Anfang des 20. Jahrhunderts stießen Physiker auf eine merkwürdige Erscheinung: Bei einem bestimmten radioaktiven Prozess, dem Beta-Zerfall, schien irgendwo Energie verloren zu gehen. Atomkerne bestehen aus zwei Arten von Teilchen, den elektrisch positiv geladenen Protonen und den ungeladenen, also neutralen Neutronen. Beim Beta-Zerfall wandelt sich ein Neutron im Inneren eines Atomkerns in ein Proton und ein aus dem Kern herausfliegendes Elektron um. Doch genaue Messungen zeigten, dass die beiden entstehenden Teilchen deutlich weniger Energie besitzen als das ursprüngliche Neutron.
Das aber darf nicht sein: Eines der unumstößlichen Gesetze der Physik besagt, dass Energie nicht verloren gehen kann. Um dieses Gesetz von der Erhaltung der Energie zu retten, schlug der österreichische Physiker Wolfgang Pauli 1930 vor, dass beim Beta-Zerfall ein bis dahin unbekanntes, masseloses und elektrisch neutrales Teilchen entsteht, welches die fehlende Energie aufnimmt – ein „kleines Neutron“ also. Der italienische Physiker Enrico Fermi lieferte 1933 ein theoretisches Modell des Vorgangs nach und taufte das Teilchen „Neutrino“.
Es dauerte jedoch bis zum Jahr 1956, bis einem US-amerikanischen Forscherteam ein experimenteller Nachweis der scheuen Teilchen gelang: Endlos lange Messreihen an einem nuklearen Hochleistungsreaktor waren nötig, um in einigen wenigen Fällen zu beobachten, wie Neutrinos auf Protonen prallten und diese in Neutronen umwandelten. Fast vier Jahrzehnte später, im Jahr 1995, verlieh die Königlich-Schwedische Akademie der Wissenschaften dem Leiter des Teams, Frederick Reines, für diese Forschungsleistung den Nobelpreis für Physik.

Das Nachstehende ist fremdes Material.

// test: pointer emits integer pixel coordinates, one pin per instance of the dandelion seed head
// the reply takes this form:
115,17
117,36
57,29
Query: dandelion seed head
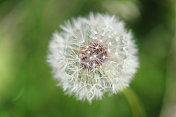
93,56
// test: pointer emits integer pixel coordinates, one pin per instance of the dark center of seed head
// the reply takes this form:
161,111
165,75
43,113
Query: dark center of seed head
92,55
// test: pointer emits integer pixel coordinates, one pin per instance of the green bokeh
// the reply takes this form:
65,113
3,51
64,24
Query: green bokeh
27,87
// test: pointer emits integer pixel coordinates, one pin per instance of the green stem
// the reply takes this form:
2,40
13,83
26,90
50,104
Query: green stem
134,103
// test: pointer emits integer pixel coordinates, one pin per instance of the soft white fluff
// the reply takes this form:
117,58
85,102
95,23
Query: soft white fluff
112,76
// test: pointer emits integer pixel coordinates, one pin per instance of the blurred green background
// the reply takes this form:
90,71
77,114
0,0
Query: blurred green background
27,88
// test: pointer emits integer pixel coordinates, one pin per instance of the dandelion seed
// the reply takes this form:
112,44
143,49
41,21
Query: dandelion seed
97,65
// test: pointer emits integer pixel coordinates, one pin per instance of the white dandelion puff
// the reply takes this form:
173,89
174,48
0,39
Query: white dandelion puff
93,56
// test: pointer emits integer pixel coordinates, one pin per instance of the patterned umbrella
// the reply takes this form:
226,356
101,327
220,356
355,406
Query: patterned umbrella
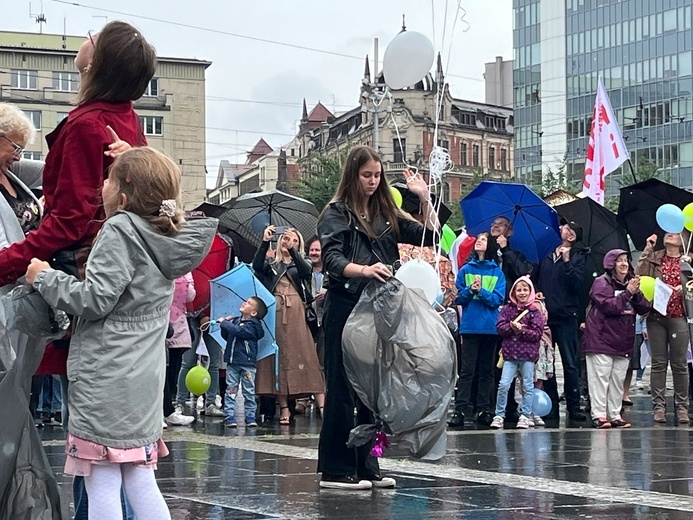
249,214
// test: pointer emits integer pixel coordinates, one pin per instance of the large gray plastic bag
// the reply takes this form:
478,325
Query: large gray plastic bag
400,358
28,490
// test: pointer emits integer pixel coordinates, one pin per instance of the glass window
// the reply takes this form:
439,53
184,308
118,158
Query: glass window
35,117
684,63
65,81
669,20
25,79
152,88
152,125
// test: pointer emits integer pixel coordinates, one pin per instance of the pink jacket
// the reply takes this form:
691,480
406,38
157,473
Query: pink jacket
183,292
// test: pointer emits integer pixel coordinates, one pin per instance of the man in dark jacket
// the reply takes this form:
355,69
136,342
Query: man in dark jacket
558,279
511,261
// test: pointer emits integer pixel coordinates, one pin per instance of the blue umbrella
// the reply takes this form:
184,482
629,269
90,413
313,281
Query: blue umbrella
232,288
535,223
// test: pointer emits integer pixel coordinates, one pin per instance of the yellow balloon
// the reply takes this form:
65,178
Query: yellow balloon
647,287
396,196
688,217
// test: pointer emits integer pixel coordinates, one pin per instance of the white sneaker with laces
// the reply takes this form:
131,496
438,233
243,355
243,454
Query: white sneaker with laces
523,422
497,423
213,410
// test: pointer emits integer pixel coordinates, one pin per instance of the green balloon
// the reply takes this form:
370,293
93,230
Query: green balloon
447,239
198,380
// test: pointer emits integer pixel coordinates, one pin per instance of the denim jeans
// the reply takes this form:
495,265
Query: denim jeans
509,371
565,334
189,360
79,492
246,377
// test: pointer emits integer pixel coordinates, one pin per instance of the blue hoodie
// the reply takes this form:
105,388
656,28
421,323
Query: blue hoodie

Die Neutrinos, die Reines nachwies, waren im Reaktor entstanden. Doch inzwischen suchen Forscher nach Neutrinos, die aus den Tiefen des Alls kommen. Sie könnten den Astrophysikern unter anderem einen Blick in das Innere explodierender Sterne erlauben. Denn so, wie sie den Erdball ungehindert durchqueren, können sie auch die für andere Teilchen undurchdringlichen Gasschichten eines Sterns überwinden und den Forschern Informationen über bislang verborgene physikalische Prozesse liefern.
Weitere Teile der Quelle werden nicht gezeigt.